Concrete examples are much easier to understand (Willingham, 2009): in each case, pupils are likely to find it easier to first encounter the concrete example then to identify the underlying abstract principle. For pupils to be able to use both, Ms Smith needs to connect and integrate abstract and concrete ideas, and show the links between them (Pashler et al., 2007). An understanding of the abstract features allows pupils to successfully apply subject knowledge and concepts in new situations: for example, an understanding of the structure of a narrative can help them comprehend a new text.
Checking pupil understanding and offering opportunities for practice
Ms Smith needs to check pupil understanding before beginning tasks which ask pupils to apply their new learning. She could use diagnostic questions, presenting pupils with several options, working with colleagues to identify answers which are either correct or common misconceptions. pupils’ responses allow her to identify pupils who hold misconceptions and ensure they have grasped key ideas before continuing (Christodoulou, 2017). Ms Smith needs to ask herself, “how would I know pupils have acquired enough knowledge to practise successfully?”

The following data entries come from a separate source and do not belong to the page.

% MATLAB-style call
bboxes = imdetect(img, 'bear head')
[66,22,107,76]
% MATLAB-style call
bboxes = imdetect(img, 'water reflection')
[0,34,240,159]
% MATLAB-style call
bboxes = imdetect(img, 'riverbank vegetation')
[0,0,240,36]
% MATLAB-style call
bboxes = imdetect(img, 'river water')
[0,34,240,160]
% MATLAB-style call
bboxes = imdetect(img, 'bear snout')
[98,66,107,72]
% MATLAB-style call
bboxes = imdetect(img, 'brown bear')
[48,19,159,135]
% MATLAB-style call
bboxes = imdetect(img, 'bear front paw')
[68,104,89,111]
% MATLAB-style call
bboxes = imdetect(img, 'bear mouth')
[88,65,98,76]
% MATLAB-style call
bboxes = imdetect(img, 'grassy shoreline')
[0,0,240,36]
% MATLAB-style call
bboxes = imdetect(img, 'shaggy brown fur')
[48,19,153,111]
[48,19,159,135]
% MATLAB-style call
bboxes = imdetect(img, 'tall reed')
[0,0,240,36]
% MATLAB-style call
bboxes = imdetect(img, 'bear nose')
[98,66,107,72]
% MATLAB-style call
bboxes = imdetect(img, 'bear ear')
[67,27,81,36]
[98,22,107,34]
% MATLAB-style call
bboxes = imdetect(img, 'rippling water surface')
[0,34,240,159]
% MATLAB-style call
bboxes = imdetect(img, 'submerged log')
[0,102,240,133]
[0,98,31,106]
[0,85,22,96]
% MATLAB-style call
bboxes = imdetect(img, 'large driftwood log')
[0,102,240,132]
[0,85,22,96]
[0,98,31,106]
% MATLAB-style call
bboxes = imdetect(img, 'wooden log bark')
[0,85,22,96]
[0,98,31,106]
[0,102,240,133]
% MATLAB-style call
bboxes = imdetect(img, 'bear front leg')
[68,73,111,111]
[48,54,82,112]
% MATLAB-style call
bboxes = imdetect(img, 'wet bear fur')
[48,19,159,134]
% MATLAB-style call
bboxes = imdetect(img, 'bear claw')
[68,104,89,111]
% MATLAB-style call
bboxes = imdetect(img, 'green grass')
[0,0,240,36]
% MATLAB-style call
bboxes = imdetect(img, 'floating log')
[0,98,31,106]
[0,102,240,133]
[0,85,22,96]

Once pupils have enough knowledge, Ms Smith can ensure pupils practise applying it through meaningful tasks which promote their learning of new ideas (Willingham, 2009). Although pupils will initially have inflexible knowledge – knowledge which they struggle to apply to new contexts – through continued thinking and processing of new ideas, they will come to use this knowledge increasingly flexibly (Willingham, 2002).
Nuances and caveats
Ensuring pupils have mastered foundational knowledge and core concepts depends on first identifying what is core – fundamental to understanding the topic and discipline – which she will return to many times to ensure pupils have successfully acquired them.
Key takeaways
Ms Smith can help pupils to acquire and apply ideas by:
- sequencing subject knowledge and concepts and linking them to pupil prior knowledge
- modelling new processes and ideas, linking concrete and abstract models
- checking pupil understanding before encouraging independent practice
Further reading
Pashler, H., Bain, P. M., Bottge, B. A., Graesser, A., Koedinger, K., McDaniel, M., & Metcalfe, J. (2007). Organizing Instruction and Study to Improve Student Learning. US Department of Education. bit.ly/ecf-pas
References
Christodoulou, D. (2017). Making Good Progress: The Future of Assessment for Learning. Oxford: OUP.

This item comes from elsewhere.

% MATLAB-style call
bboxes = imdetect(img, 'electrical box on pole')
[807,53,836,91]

Deans for Impact (2015). The Science of Learning. bit.ly/ecf-dea
Pashler, H., Bain, P. M., Bottge, B. A., Graesser, A., Koedinger, K., McDaniel, M., & Metcalfe, J. (2007). Organizing Instruction and Study to Improve Student Learning. US Department of Education. bit.ly/ecf-pas
Willingham, D. T. (2002). Inflexible Knowledge: The First Step to Expertise. American Educator, 26 (4), 31-33. https://www.aft.org/periodical/american-educator/winter-2002/ask-cognitive-scientist-inflexible-knowledge
Willingham, D. T. (2009). Why don’t students like school? San Francisco, CA: Jossey Bass.